Investors might want to start paying attention to a different kind of five-star rating.
A new study suggests that Amazon.com AMZN, +2.16% product ratings can be used to predict a company’s stock returns. Jiekun Huang, an assistant professor of finance at the University of Illinois at Urbana-Champaign, analyzed nearly six million Amazon reviews from 2004 to 2015, and found a positive relationship between customer ratings and a company’s subsequent stock returns.
“I’m a bit surprised about the results,” says Huang, whose previous research focused on the behavior of institutional investors. “In aggregate, customer reviews may provide useful information.”
The idea is that the cumulative power of consumer opinion, in the form of positive reviews, conveys information about consumer goods, Huang says. When consumers view certain products favorably, it indicates higher product quality and value, which predicts higher cash flows and, in turn, higher stock prices. The study wasn’t an attempt to test whether consumer opinions cause stock prices to change, Huang says; rather, it was a test of whether consumer opinions contain novel information that hasn’t already been incorporated into a firm’s share price.
Range of industries
Huang’s paper, which hasn’t yet been published, examined reviews of 133,750 products manufactured by 231 public companies in industries ranging from business equipment to nondurable goods. Companies studied included Mattel Inc., MAT, +0.43% Coach Inc., COH, -0.70% Estée Lauder EL, -0.32% and SanDisk Corp. (which was bought this year by Western DigitalCorp.).
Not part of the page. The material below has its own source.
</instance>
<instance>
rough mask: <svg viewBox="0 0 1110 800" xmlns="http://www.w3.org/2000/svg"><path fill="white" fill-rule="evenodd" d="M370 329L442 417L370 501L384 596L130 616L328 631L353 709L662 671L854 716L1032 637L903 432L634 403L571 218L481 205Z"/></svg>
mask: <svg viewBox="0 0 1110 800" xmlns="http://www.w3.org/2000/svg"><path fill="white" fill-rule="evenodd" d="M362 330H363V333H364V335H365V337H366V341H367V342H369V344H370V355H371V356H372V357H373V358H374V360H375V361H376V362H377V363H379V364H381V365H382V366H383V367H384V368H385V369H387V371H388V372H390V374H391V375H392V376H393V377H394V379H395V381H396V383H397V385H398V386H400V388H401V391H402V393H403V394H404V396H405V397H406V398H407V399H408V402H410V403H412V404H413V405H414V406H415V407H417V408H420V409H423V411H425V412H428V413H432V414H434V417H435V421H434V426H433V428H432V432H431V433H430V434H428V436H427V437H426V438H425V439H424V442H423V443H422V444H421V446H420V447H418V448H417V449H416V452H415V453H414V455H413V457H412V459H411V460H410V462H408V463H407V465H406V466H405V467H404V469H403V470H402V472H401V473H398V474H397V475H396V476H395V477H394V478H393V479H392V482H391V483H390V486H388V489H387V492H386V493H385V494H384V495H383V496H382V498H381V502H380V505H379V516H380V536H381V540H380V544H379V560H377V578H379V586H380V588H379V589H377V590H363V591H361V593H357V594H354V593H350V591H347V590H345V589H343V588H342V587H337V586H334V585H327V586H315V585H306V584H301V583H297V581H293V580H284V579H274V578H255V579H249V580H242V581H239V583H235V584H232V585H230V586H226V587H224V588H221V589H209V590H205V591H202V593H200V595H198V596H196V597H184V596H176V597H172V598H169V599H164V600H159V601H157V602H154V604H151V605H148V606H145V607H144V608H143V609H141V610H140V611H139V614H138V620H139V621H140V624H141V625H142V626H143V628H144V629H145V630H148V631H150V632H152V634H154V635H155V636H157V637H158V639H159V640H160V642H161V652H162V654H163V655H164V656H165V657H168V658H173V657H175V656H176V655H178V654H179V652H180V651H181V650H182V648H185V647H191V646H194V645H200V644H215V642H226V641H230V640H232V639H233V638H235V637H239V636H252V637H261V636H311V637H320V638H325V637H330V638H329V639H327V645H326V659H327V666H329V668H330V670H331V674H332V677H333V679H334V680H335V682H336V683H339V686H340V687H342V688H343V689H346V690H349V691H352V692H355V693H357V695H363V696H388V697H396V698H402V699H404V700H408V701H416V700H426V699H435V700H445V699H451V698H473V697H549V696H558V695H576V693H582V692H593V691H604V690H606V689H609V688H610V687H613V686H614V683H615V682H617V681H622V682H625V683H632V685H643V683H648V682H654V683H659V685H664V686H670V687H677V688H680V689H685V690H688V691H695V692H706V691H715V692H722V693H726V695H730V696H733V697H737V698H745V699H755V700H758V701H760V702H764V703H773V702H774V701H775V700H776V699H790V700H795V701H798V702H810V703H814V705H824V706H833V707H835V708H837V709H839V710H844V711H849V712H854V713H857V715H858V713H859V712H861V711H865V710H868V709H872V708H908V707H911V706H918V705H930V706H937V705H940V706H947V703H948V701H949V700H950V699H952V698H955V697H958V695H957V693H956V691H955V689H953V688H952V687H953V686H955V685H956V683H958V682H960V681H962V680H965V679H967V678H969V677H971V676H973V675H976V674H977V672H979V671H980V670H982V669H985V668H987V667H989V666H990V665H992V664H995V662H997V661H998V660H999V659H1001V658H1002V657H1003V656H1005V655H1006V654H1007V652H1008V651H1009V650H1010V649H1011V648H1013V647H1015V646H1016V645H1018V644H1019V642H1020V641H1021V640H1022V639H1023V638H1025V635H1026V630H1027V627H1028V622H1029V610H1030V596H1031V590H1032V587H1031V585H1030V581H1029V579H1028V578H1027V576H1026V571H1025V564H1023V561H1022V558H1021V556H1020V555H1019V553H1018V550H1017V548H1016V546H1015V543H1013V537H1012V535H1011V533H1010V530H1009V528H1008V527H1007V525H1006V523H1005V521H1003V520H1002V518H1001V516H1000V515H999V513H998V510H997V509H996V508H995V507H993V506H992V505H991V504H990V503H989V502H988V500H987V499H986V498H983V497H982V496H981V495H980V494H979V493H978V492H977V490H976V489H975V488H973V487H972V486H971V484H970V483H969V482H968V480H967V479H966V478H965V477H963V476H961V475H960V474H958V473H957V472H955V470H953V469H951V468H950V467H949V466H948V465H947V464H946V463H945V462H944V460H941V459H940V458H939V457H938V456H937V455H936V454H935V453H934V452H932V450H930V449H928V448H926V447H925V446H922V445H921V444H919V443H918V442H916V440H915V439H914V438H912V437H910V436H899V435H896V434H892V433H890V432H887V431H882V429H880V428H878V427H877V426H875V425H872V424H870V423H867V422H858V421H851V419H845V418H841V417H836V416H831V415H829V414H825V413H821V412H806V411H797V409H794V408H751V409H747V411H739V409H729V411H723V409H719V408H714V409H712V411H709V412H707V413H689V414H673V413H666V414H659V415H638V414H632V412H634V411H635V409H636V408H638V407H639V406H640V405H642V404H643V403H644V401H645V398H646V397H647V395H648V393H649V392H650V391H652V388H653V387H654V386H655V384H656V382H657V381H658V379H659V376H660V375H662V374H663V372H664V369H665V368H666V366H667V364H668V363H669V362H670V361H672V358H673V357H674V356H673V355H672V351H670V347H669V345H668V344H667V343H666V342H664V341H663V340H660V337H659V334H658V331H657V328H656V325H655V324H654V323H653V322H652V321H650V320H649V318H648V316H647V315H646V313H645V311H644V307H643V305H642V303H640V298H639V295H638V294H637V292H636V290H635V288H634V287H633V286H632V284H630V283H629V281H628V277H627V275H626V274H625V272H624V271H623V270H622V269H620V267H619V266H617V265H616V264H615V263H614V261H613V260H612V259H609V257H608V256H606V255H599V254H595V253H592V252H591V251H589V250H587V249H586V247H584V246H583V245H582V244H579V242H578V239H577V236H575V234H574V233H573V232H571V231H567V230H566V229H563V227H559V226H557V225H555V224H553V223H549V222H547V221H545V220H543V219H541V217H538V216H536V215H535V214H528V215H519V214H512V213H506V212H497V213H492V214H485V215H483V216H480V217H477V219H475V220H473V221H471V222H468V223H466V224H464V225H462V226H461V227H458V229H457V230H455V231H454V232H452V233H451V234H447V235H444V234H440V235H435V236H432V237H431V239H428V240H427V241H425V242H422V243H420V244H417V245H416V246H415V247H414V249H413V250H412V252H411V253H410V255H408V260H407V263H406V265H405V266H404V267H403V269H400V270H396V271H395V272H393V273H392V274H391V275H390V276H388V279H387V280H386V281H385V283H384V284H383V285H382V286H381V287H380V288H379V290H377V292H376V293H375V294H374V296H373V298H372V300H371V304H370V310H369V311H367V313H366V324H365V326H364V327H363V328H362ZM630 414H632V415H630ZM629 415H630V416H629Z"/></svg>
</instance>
WDC, +0.49%
To maintain consistency in his sample, Huang made sure each product had at least 10 reviews in a month and then averaged the star ratings for each product on a month-to-month basis.
The paper found, among other things, that stocks associated with higher-rated products in one month outperformed those with lower ratings by around 0.8 percentage point in the next month. Extrapolated over a yearly period, that’s a total of about 10 percentage points.
Of course, not everyone believes consumer reviews contain value-relevant information. They point out that not all customers tell the truth in their product reviews, and some don’t have the expertise to review products adequately.
Still, academics who have looked at Huang’s paper think his findings are generally sound, though some say more research needs to be done to tie them up. “It makes intuitive sense, but it’s not yet clear that it’s not capturing something else,” says Avanidhar Subrahmanyam, a professor of finance at the UCLA Anderson School of Management.
For one, Subrahmanyam says, the study didn’t control for variables such as advertising and a company’s profit margins, which also can contribute to an increase in returns. It also isn’t clear, Subrahmanyam says, that Huang can make reliable inferences from his data set since his study, on average, looked at just 83 stocks each month.
Huang agrees that his research could be furthered, and he is in the process of revising his paper to control for certain variables. He also says analyzing the text of Amazon reviews, rather than just the star ratings, could provide more worthwhile information.
Huang’s paper contributes to a body of research that focuses on the investment value of “serendipitous information,” or information that investors come across by chance, according to Paul Tetlock, a professor of finance and economics at Columbia Business School.
Serendipitous information, he says, could include anything from Amazon reviews to trends in Google searches for products to satellite images of retailers’ parking lots.
“Without access to all possible sources, it’s hard to pinpoint the original source of the information,” Tetlock says. “But each of these sources likely embodies meaningful business trends, which could be reflected in stock prices.”